By Larraine S. Harrison
Rated: 5 stars *****
I came across Larraine S Harrison on social media and got interested in her book – Red Snow. The title and the cover grabbed me, so I looked further into it and the blurb interested me even more, so I figured I would chance my luck and ask her if I could review her book. Thankfully, Larraine agreed, so today, I present my review of Red Snow, which tells the story of Megan – a strong, independent girl who wants to resolve the mystery of what really happened to her mother once and for all, so that she may know the complete truth.
I thank Larrine S. Harrison for sending me a copy of her book.
About the Author
Larraine S Harrison is a retired teacher and school inspector who has written several books for teachers on using drama for learning.
Since retiring she has written two children’s novels: Red Snow and Angel’s Child.
She likes to involve children in the writing of her books as much as possible.
When she is not writing, she volunteers as a school governor and also enjoys playing tenor saxophone.
She now lives in Yorkshire.
Twelve-year-old Megan though she knew everything there was to know about her mother’s death, but she was wrong.
Why will no one tell her what really happened and why has she become her father’s carer?

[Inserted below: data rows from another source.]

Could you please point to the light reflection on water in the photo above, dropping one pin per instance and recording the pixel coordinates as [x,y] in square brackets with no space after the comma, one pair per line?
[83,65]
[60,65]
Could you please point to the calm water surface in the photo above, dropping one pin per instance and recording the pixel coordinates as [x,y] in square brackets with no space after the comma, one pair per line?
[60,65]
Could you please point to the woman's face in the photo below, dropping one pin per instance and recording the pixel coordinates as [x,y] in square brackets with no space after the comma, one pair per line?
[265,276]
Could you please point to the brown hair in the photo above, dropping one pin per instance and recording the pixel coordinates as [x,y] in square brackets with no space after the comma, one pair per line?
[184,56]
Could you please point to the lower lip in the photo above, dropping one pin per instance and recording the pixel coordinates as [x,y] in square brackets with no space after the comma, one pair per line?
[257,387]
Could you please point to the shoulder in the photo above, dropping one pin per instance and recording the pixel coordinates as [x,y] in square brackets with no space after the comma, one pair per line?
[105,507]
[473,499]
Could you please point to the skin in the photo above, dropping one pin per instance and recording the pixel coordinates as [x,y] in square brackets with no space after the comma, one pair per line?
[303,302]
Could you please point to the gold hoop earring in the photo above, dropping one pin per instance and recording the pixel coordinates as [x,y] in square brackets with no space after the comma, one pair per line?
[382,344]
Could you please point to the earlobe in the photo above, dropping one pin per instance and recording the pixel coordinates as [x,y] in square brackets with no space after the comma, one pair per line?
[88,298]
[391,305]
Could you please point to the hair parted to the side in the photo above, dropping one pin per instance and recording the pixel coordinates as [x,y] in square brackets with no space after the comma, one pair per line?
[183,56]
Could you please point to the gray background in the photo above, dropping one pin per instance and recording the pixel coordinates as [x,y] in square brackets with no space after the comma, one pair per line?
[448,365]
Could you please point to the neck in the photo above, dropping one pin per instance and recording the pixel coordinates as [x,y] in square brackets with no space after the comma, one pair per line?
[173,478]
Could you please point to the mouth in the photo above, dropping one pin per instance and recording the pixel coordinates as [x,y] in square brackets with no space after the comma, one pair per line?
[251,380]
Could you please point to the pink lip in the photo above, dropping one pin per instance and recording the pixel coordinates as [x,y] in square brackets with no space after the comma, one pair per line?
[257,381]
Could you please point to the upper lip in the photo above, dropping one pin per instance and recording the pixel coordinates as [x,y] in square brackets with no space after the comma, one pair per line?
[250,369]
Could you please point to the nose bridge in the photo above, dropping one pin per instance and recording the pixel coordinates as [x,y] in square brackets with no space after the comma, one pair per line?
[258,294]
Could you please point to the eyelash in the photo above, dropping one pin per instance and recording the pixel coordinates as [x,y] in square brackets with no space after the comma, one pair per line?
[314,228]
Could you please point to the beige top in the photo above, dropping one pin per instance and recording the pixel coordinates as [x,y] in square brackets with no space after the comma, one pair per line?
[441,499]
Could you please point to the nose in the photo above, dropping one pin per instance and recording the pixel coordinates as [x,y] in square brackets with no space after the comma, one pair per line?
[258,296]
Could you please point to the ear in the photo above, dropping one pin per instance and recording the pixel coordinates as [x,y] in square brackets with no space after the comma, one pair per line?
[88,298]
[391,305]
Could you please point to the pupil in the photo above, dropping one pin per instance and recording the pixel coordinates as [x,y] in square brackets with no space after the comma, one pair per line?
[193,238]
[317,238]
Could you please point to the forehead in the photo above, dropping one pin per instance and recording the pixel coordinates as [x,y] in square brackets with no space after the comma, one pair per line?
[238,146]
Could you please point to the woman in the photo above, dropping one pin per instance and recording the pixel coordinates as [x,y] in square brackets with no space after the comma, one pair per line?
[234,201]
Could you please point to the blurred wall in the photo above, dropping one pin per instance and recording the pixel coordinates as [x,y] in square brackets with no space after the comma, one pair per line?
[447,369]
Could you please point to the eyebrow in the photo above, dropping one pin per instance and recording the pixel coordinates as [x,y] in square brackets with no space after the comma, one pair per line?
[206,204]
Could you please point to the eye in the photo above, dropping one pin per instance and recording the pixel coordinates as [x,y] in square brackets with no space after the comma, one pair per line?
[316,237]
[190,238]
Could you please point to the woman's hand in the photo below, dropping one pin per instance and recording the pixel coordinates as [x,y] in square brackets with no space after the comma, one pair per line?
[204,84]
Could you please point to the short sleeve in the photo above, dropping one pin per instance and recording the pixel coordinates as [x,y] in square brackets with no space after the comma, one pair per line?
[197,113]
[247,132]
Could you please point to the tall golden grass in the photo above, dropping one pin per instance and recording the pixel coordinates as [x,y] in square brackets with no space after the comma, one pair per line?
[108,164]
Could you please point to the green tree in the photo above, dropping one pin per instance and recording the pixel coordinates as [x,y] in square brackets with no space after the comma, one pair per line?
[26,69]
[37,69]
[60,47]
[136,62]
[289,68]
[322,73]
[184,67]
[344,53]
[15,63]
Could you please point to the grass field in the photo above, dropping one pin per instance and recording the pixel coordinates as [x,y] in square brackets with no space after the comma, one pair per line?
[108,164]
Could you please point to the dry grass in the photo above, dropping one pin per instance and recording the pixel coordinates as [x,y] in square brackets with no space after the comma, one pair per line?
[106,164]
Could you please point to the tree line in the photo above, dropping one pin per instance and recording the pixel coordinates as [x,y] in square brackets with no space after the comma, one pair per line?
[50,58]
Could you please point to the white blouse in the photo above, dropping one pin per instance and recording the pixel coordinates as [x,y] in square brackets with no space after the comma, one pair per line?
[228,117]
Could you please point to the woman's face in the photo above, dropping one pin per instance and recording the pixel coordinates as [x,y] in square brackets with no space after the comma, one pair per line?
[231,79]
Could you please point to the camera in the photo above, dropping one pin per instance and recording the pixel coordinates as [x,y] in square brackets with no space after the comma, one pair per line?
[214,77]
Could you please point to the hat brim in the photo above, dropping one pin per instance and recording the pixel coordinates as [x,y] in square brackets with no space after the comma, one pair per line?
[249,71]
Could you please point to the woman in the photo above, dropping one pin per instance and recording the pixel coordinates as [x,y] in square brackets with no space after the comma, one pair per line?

The boy next door has a dangerous secret that could help Megan, but will she be strong enough to pursue it to the end?
A story of danger, hope and perseverance.
Red Snow is atmospheric and leaps into action from the start as Megan Townsend tries to follow Ryan from next door into the woods as it would appear he has developed an interesting routine of being out each night. The curiosity of a twelve-year-old girl comes across well, because who isn’t a bit curious when someone has perceived peculiar habits when you’re a child. The story then turns more mysterious and sinister as there’s a trail of blood and possibly a big cat in the woods. It certainly would grab any child’s attention, especially those who are 8 or 9 years old plus.
The contrast between leisurely pursuits such as swimming, the sinister woods and Megan’s desire to find out about her mother works really well. Irene is an interesting character with her closely held secrets. The book becomes even more intriguing and really holds its own when Megan becomes more inquisitive about the death of her mother.
The emotions displayed by Paul – Megan’s dad and Megan herself are exquisitely portrayed. This entire book seems so natural about how each character’s personality and emotions are portrayed. It adds to this book being a really good read for children. The context, the language used and the pace makes it a book that children will be able to get into.
There are big, important themes like life and death, loneliness and being a carer, being strong, but all sensitively written and all at a child’s level of understanding and all wrapped in a fantastic story that will capture children, because, who doesn’t want to know what happened to Megan’s mum. Megan, especially is also a very likeable character. She is certainly a strong, determined girl, but also has a niceness about her. Children will be able to relate easily to this story, whether it is something they themselves have experienced in full or in-part or not as there is plenty to empathise with.
The changes in pace works well and the length means children can have a good chance of getting into it, without it being overwhelming in size (153 pages). The cover is curious. It makes you wonder what Megan is looking out of the window at and also draws you closer to her somehow. This is very much a children’s book in the way it is written and would sit very well in the children’s sections of libraries and bookshops.
The end will leave readers feeling very satisfied as the answers to the questions become apparent and there is hope.
I just had an instinctive feeling that it was going to be a good one and I was not disappointed and I am sure many readers will enjoy this book too.
*Please note that views are my own and are also unbiased.